Overview:
A balloon is placed on a number line from 0 to 1. Students will try to pop it by trying to guess where the balloon rests and throwing a dart at that point. The higher the difficulty setting, the more accurate the guesses will need to be in order to pop the balloon. This is a great activity for reviewing the concept of fractions and how to compare one fraction with another.
NJ Core Curriculum Content Standards:
 4.1.A  Number Sense
 4.1.C  Estimation
Lesson Plan 1
Classroom Environment:
 One laptop or desktop computer and a projector
Materials:
 Internet connection
 Macromedia Flash Player, Version 7 or higher
(Click here to check if it installed. If you come back to this page, you are ok.)
 Some sort of prize for a group of students (optional)
Procedure:
A. Setting the Stage
Review the concept of fractions.
Pose these questions:
 What happens to the size of a fraction if you keep the denominator constant and increase the numerator? Decrease the numerator?
 What happens to the size of a fraction if you keep the numerator constant and increase the denominator? Decrease the denominator?
B. Activity
 Divide the class into several groups of three to five students.
 Assign a name to each group, or let the students pick their own group names. On a sheet of paper, blackboard, or whiteboard, write down each group's name on a separate row. This is for keeping score.
 Start up the free play version of Fraction Darts, located here, on the projector. Initially, select the level of the game to be 1, with 10 darts, and the scale on.
 You will be going to each group one at a time, so you will need to determine the rotation order.
 Starting with the first group, ask them to guess where to throw a dart in order to pop the balloon. When they have agreed, have one person in the group announce what their fraction is, enter it into the game, and throw the dart. If it hits, give that group a point, start a new game, and go on to the next group. If it misses, simply go on to the next group without starting a new game. This way, they have a bit of extra information.
 If the next group hits, they get a point. But if they miss, then just move on to the next group without restarting. Each group will get more of an advantage until the balloon is popped.
 Once all groups have made a guess, start a new game, regardless of whether or not the balloon has been popped. At this point, you may increase the difficulty or turn off the scale, and that setting should remain in effect until every group has had another turn.
 Proceed in this fashion until you decide it is time to stop the game.
 Check the scores and congratulate the winning team. If you have a prize, let 'em have it!
C. Debrief
Ask the winning team why they did so well and what strategies they used. Discuss any strategies of your own as well.
Assessment:
Hand out the worksheet provided above. It has seven problems, each depicting a game in progress. From the previous throws, students must try to figure out what the next throw should be. They must also explain their reasoning, thus providing a language component to the assessment. The worksheet may be collected and graded, or you may actually play the games shown so that students can see if their reasoning was correct. The game is provided on the activity page, but you may also get to it from here.
Lesson Plan 2
Classroom Environment:
 Enough laptops or desktop computers to have stations of one to four students each
Materials:
 Internet connection
 Maromedia Flash Player, Version 7 or higher
 Score Sheets (See top left of page)
Procedure:
A. Setting the Stage
Review the concept of fractions.
Pose these questions:
 What happens to the size of a fraction if you keep the denominator constant and increase the numerator? Decrease the numerator?

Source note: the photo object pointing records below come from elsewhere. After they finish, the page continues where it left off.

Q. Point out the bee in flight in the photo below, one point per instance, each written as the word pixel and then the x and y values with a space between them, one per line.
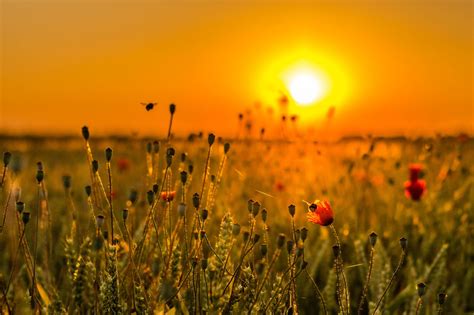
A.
pixel 149 106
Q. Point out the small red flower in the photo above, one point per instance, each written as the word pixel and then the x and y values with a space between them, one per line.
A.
pixel 168 195
pixel 321 213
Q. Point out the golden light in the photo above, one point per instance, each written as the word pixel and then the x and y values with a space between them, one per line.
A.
pixel 306 88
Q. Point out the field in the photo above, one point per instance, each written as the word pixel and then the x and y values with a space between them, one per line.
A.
pixel 222 251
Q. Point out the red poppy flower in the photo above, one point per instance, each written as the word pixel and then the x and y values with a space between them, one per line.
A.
pixel 168 195
pixel 321 213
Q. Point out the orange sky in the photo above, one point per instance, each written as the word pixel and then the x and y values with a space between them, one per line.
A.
pixel 394 66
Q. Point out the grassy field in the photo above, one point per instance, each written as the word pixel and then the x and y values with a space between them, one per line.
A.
pixel 234 247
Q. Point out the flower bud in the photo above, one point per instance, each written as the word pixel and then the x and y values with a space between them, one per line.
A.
pixel 6 158
pixel 108 154
pixel 373 239
pixel 292 210
pixel 85 133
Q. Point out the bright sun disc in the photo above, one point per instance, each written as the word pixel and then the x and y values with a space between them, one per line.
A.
pixel 305 88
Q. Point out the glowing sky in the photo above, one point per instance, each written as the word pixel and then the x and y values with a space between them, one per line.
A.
pixel 393 66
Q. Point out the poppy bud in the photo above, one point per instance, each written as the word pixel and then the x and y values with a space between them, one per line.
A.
pixel 235 229
pixel 210 139
pixel 125 214
pixel 88 190
pixel 184 177
pixel 421 287
pixel 403 244
pixel 182 209
pixel 6 158
pixel 281 240
pixel 108 154
pixel 304 234
pixel 66 182
pixel 95 166
pixel 99 220
pixel 85 133
pixel 255 209
pixel 196 200
pixel 20 206
pixel 264 215
pixel 150 197
pixel 373 239
pixel 226 147
pixel 292 210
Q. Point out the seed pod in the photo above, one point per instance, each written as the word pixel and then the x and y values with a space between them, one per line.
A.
pixel 25 217
pixel 403 244
pixel 108 154
pixel 292 210
pixel 125 214
pixel 373 239
pixel 281 240
pixel 264 215
pixel 85 133
pixel 66 182
pixel 255 208
pixel 336 250
pixel 150 197
pixel 88 190
pixel 210 139
pixel 304 234
pixel 95 166
pixel 6 158
pixel 99 220
pixel 196 200
pixel 20 206
pixel 235 229
pixel 421 288
pixel 204 214
pixel 184 177
pixel 182 209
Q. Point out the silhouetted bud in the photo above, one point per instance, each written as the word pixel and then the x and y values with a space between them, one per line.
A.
pixel 88 190
pixel 255 209
pixel 204 214
pixel 66 182
pixel 210 138
pixel 182 209
pixel 292 210
pixel 184 177
pixel 304 234
pixel 85 133
pixel 20 206
pixel 196 200
pixel 95 166
pixel 125 214
pixel 99 220
pixel 6 158
pixel 235 229
pixel 373 239
pixel 25 217
pixel 403 243
pixel 281 240
pixel 421 287
pixel 108 154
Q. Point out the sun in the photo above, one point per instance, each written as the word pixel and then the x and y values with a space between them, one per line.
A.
pixel 306 87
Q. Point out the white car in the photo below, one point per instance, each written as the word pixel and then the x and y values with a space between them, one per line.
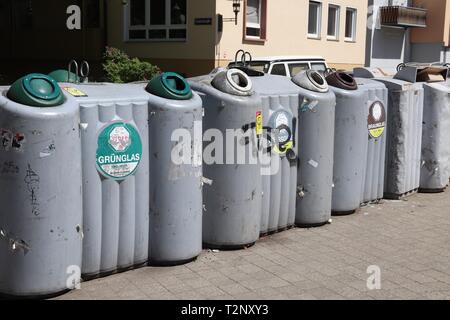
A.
pixel 286 65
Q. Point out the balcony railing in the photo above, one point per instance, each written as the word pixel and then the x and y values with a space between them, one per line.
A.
pixel 397 16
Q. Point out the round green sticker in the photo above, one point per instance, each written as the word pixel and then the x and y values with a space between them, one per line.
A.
pixel 119 150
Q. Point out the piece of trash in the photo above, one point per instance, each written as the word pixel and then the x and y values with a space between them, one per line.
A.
pixel 313 163
pixel 84 126
pixel 44 154
pixel 207 181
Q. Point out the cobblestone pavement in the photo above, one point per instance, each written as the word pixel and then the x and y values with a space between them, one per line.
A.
pixel 409 240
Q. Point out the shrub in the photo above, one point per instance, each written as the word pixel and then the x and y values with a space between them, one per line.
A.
pixel 120 68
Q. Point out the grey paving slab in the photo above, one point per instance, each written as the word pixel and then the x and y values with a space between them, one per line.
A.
pixel 409 240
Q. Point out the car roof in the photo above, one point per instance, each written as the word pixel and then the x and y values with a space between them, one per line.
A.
pixel 288 58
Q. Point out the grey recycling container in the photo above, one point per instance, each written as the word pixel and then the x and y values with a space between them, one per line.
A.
pixel 350 143
pixel 434 171
pixel 175 131
pixel 279 100
pixel 232 191
pixel 315 149
pixel 376 105
pixel 40 183
pixel 115 170
pixel 404 134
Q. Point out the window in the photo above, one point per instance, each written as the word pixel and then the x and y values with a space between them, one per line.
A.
pixel 315 19
pixel 23 14
pixel 92 13
pixel 278 69
pixel 318 66
pixel 333 22
pixel 295 68
pixel 350 24
pixel 255 19
pixel 156 20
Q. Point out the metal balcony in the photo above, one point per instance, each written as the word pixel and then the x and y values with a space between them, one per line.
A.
pixel 404 17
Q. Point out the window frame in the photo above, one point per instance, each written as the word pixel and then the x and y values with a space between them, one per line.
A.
pixel 263 23
pixel 337 21
pixel 319 20
pixel 354 24
pixel 147 27
pixel 307 63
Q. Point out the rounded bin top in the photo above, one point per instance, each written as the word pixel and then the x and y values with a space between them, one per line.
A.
pixel 36 90
pixel 234 82
pixel 311 80
pixel 342 80
pixel 170 85
pixel 64 76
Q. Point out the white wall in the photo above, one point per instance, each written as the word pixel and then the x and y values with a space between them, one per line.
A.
pixel 385 46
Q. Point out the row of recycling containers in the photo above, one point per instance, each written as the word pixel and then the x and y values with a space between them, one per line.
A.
pixel 90 176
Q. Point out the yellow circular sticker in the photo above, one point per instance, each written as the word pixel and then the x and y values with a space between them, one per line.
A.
pixel 377 119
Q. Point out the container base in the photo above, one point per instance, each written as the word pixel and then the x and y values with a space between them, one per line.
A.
pixel 310 225
pixel 369 202
pixel 227 247
pixel 438 190
pixel 342 213
pixel 92 276
pixel 153 263
pixel 33 297
pixel 393 196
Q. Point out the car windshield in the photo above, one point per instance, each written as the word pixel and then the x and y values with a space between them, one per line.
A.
pixel 260 66
pixel 295 68
pixel 318 66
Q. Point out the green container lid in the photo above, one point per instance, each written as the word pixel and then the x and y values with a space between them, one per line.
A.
pixel 170 85
pixel 36 90
pixel 64 76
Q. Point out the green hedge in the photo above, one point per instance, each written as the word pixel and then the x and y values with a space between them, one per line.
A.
pixel 120 68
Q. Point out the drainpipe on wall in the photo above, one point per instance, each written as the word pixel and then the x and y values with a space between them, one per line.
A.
pixel 105 24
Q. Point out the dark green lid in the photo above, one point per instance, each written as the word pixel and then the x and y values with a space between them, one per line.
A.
pixel 170 85
pixel 64 76
pixel 36 90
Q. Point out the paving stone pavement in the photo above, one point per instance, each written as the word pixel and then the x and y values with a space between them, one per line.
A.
pixel 408 239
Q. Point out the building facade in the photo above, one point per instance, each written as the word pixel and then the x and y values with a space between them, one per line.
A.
pixel 334 29
pixel 432 43
pixel 407 31
pixel 188 36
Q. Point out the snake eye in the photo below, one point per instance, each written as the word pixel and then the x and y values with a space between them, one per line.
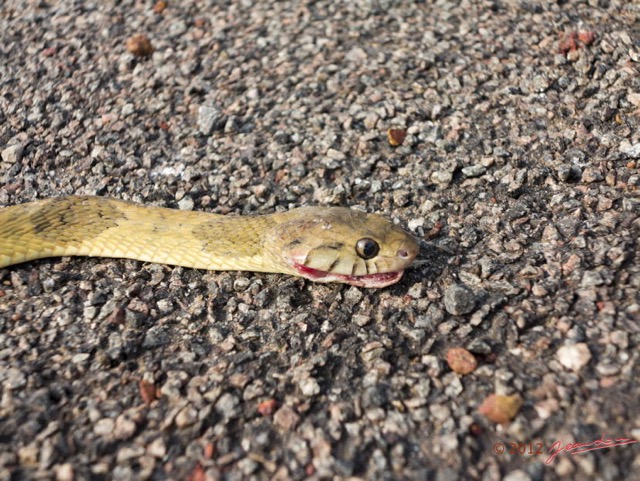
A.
pixel 367 248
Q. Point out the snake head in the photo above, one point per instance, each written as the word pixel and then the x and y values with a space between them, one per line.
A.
pixel 336 244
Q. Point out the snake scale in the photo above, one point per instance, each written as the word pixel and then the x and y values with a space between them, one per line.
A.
pixel 323 244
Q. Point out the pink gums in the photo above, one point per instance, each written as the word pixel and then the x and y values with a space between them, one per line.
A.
pixel 369 280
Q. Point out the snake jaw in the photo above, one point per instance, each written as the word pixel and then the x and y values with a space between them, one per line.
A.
pixel 371 281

 What happens to the size of a fraction if you keep the numerator constant and increase the denominator? Decrease the denominator?
B. Activity
 Divide the class into several groups of one to four students and have each group sit at a laptop or desktop.
 Give each student several score sheets, depending on how many games you want or have time for them to play.
 Direct students to the Activity page  http://www.ciese.org/math/activities/fractiondarts/activity.html
There, they will find a listing of several ways to play the game. It will look like this:
However, they will not have links to answer keys! For assessment purposes, it would be a good idea to have them do any or all of Lessons 1, 2, and 3. In these games, the balloon is not placed randomly on the scale, and you have answer keys to these games. Thus, students could turn in the score sheets to these games for grading.
 Allow the students to play the games and keep score. Walk around the room and help/question as necessary.
C. Debrief
Ask students or groups with high scores to share why they did so well and what strategies they used. Discuss any strategies of your own as well.
Assessment:
Students may hand in their score sheets for grading. Also, you may out the worksheet provided above. It has seven problems, each depicting a game in progress. From the previous throws, students must try to figure out what the next throw should be. They must also explain their reasoning, thus providing a language component to the assessment. The worksheet may be collected and graded, or you may actually play the games shown so that students can see if their reasoning was correct. The game is provided on the activity page, but you may also get to it from here.